Author : Dr Ralph Gonzales Professor of Medicine University of California San Francisco

2008-07-16

What is Bronchitis?

Source : CDC
  • Bronchitis refers to inflammation of the airways of the lung, which is usually manifested by cough.
  • When illness lasts < 3-6 weeks, it is referred to as “acute bronchitis”
  • “Chronic bronchitis” refers to patients with underlying lung disease who have cough and phlegm production regularly for > 6 months (a topic for a separate knol).

The term “bronchitis” refers to inflammation of the bronchus or bronchiolar portions of the lung. It can result from a wide variety of causes that include infections, environmental exposures, and allergic reactions, and is especially troublesome for individuals who have chronic lung disease. The main feature of bronchitis is cough. Individuals with chronic lung disease who have a daily cough with phlegm production are often diagnosed with “chronic bronchitis.” In this Knol, we will deal primarily with bronchitis in adults who do not have chronic bronchitis, also referred to as “acute” bronchitis.

Acute bronchitis is most commonly caused by a viral respiratory infection in patients who have no underlying lung disease. The National Health Interview Survey reports that 1 in 20 adults experience 1 or more episodes of acute bronchitis each year, and the vast majority of these individuals will seek medical attention.

Technically, the term “acute bronchitis” applies to individuals who have been coughing for less than 3-6 weeks and in whom pneumonia or any other obvious cause has been excluded. For patients who cough for longer than 6 weeks, and who have persistent or chronic cough, additional tests and/or treatments should be pursued to identify some other cause of the cough—such as postnasal drip, asthma, or gastroesophageal reflux disease (heartburn).


Because other acute respiratory tract infections such as sinusitis or pharyngitis can also have cough as a symptom, I tend to reserve the diagnosis of acute bronchitis for patients for whom the cough is the dominant symptom (or “chief complaint”). I also reserve acute bronchitis for patients who have been sick for at least 5-7 days, because patients who have been sick only 2 or 3 days with cough illness often resolve by the end of 1 week. Some doctors prefer to use the term “bronchitis” only when sputum production and/or wheezing accompany the cough. Wheezing refers to high-pitched lung sounds that are audible or sometimes heard only by stethoscope, and that usually occur on expiration. Other respiratory symptoms that are common (but not as dominant) among patients diagnosed with acute bronchitis include nasal congestion, sore throat, and low-grade fevers.



What Causes Bronchitis?

  • Viruses (> 90%)
  • Bacteria (< 10%)
  • Allergic and Environmental Exposures (<10%)

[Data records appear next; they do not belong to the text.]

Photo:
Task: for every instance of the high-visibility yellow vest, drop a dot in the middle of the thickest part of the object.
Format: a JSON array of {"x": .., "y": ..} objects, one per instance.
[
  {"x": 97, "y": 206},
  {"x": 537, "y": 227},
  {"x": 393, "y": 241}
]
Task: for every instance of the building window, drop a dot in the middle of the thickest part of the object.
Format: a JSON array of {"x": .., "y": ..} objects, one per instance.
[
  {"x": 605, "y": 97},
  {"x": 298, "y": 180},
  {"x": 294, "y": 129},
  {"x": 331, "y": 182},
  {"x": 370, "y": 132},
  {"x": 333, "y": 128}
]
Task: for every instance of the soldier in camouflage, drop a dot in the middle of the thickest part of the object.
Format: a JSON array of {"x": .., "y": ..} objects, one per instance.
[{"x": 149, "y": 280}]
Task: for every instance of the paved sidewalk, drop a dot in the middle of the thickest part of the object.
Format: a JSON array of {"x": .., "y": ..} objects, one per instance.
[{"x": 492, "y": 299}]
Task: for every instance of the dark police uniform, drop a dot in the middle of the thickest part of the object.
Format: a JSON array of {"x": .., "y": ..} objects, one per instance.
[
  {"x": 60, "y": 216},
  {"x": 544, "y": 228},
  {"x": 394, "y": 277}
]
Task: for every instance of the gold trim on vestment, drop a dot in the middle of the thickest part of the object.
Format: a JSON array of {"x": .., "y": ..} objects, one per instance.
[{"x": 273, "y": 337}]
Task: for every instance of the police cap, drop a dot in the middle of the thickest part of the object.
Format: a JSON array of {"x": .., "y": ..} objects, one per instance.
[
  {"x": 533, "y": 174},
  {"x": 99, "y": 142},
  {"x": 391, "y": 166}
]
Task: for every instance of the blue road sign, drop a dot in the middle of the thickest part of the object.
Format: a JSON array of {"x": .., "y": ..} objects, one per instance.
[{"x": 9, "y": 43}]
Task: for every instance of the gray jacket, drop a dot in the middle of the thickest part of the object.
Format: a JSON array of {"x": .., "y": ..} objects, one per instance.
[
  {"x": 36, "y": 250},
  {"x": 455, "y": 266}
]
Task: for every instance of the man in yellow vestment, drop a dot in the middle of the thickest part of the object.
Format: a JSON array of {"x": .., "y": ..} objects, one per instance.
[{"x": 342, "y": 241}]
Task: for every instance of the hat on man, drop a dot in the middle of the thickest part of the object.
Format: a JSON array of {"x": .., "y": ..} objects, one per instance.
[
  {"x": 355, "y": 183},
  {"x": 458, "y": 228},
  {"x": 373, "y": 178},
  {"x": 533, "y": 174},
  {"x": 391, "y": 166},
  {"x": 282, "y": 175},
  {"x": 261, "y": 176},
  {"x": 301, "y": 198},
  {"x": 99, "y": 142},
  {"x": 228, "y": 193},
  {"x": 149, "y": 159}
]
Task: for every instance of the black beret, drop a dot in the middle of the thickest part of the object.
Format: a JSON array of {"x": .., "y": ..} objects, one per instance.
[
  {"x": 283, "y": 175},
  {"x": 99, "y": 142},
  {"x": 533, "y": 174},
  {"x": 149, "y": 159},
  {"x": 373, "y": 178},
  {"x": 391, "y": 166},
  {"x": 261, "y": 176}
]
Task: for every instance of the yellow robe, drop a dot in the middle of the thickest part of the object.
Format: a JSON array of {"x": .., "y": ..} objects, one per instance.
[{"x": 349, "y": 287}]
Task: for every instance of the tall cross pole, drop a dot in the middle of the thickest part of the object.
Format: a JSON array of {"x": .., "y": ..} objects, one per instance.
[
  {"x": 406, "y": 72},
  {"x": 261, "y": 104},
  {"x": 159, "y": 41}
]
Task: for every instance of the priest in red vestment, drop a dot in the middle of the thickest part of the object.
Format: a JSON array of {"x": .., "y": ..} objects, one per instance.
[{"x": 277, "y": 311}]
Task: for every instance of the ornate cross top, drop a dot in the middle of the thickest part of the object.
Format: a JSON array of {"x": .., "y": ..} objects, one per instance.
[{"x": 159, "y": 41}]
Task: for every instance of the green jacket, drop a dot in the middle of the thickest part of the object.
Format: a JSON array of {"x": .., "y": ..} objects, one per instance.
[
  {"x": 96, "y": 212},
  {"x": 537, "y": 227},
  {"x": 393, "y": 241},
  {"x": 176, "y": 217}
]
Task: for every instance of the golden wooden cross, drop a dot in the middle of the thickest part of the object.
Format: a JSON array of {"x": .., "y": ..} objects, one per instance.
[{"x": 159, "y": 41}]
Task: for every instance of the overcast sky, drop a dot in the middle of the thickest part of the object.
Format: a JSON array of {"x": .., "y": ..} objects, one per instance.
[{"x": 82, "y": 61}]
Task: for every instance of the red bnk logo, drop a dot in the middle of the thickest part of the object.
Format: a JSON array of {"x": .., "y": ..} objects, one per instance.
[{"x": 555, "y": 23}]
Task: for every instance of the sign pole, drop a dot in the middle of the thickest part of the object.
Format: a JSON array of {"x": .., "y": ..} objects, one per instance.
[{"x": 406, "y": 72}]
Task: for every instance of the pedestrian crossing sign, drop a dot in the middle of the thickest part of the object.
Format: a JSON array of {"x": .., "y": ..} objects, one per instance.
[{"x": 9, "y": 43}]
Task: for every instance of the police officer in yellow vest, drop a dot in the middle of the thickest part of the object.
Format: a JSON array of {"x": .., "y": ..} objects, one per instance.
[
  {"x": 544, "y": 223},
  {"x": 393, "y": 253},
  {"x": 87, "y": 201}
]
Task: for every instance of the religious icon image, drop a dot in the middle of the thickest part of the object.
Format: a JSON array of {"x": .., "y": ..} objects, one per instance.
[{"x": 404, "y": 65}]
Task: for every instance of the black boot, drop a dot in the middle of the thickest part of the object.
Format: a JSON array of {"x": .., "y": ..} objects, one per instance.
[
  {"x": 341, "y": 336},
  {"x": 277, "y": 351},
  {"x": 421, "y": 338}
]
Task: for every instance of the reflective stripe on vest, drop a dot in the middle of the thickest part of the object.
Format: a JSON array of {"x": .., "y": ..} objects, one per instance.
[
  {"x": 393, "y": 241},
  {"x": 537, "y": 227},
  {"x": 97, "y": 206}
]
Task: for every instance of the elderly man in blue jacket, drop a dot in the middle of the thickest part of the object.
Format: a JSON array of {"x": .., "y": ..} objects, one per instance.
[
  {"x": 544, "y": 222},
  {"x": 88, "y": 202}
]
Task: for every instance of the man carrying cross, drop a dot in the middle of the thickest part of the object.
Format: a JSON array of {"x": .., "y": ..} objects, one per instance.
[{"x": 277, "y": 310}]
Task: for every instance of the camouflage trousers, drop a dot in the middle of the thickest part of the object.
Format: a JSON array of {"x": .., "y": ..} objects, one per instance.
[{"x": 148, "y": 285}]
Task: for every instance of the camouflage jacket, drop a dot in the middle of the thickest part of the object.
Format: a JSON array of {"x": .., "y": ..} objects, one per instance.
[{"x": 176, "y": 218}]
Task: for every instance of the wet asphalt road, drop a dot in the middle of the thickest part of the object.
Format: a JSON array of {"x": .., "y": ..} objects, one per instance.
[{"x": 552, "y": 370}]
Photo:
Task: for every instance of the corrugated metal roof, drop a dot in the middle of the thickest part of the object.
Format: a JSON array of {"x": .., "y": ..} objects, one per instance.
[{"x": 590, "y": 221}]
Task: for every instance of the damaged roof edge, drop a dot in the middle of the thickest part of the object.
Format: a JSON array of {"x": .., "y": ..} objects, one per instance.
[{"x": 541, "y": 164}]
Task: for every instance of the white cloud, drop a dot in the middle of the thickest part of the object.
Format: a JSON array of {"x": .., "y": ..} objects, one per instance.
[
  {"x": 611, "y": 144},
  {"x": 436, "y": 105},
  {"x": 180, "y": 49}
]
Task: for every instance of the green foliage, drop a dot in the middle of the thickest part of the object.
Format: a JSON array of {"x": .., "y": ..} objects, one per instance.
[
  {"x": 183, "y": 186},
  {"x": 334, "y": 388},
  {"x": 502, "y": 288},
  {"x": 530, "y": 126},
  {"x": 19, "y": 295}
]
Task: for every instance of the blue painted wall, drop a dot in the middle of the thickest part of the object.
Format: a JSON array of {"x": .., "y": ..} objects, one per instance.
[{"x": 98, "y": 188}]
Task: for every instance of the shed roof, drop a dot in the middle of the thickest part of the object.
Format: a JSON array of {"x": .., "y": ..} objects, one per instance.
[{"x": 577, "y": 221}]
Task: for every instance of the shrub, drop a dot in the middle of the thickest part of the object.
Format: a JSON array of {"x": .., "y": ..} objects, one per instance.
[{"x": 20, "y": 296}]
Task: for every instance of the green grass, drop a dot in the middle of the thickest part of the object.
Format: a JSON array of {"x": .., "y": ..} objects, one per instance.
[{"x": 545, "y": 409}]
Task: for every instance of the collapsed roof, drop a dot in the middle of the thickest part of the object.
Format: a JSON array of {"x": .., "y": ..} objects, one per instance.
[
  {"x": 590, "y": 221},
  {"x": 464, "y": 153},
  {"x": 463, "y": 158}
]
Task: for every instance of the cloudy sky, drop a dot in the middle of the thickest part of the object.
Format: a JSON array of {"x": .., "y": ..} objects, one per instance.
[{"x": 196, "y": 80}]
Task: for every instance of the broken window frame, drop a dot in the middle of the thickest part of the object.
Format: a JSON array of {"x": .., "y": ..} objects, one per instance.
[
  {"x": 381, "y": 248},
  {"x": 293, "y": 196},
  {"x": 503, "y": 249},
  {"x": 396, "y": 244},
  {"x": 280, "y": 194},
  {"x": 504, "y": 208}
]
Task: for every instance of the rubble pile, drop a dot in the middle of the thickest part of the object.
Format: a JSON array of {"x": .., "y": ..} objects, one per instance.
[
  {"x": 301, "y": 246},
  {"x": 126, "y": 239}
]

Acute bronchitis is usually the result of sequential processes: 1) infection (or exposures) causing inflammation of the airways, and 2) airway inflammation causing cough.


Step 1: Infection

Viruses appear to cause the vast majority of cases of acute bronchitis, although on many occasions there is no specific agent identified. Non-infectious causes include asthma, allergy, and occupational exposures. The specific viruses most frequently associated with acute bronchitis in adults, in descending order of frequency, are influenza, parainfluenza, respiratory syncytial virus (RSV), coronavirus, adenovirus, and rhinoviruses. In children, RSV is the most common cause. Persons at high risk for severe reactions to viral respiratory infections include the elderly, persons in nursing homes, and those living with chronic medical conditions such as heart failure, cancer, or other debilitating disease processes. This underscores the importance of influenza vaccination for persons in these high-risk groups.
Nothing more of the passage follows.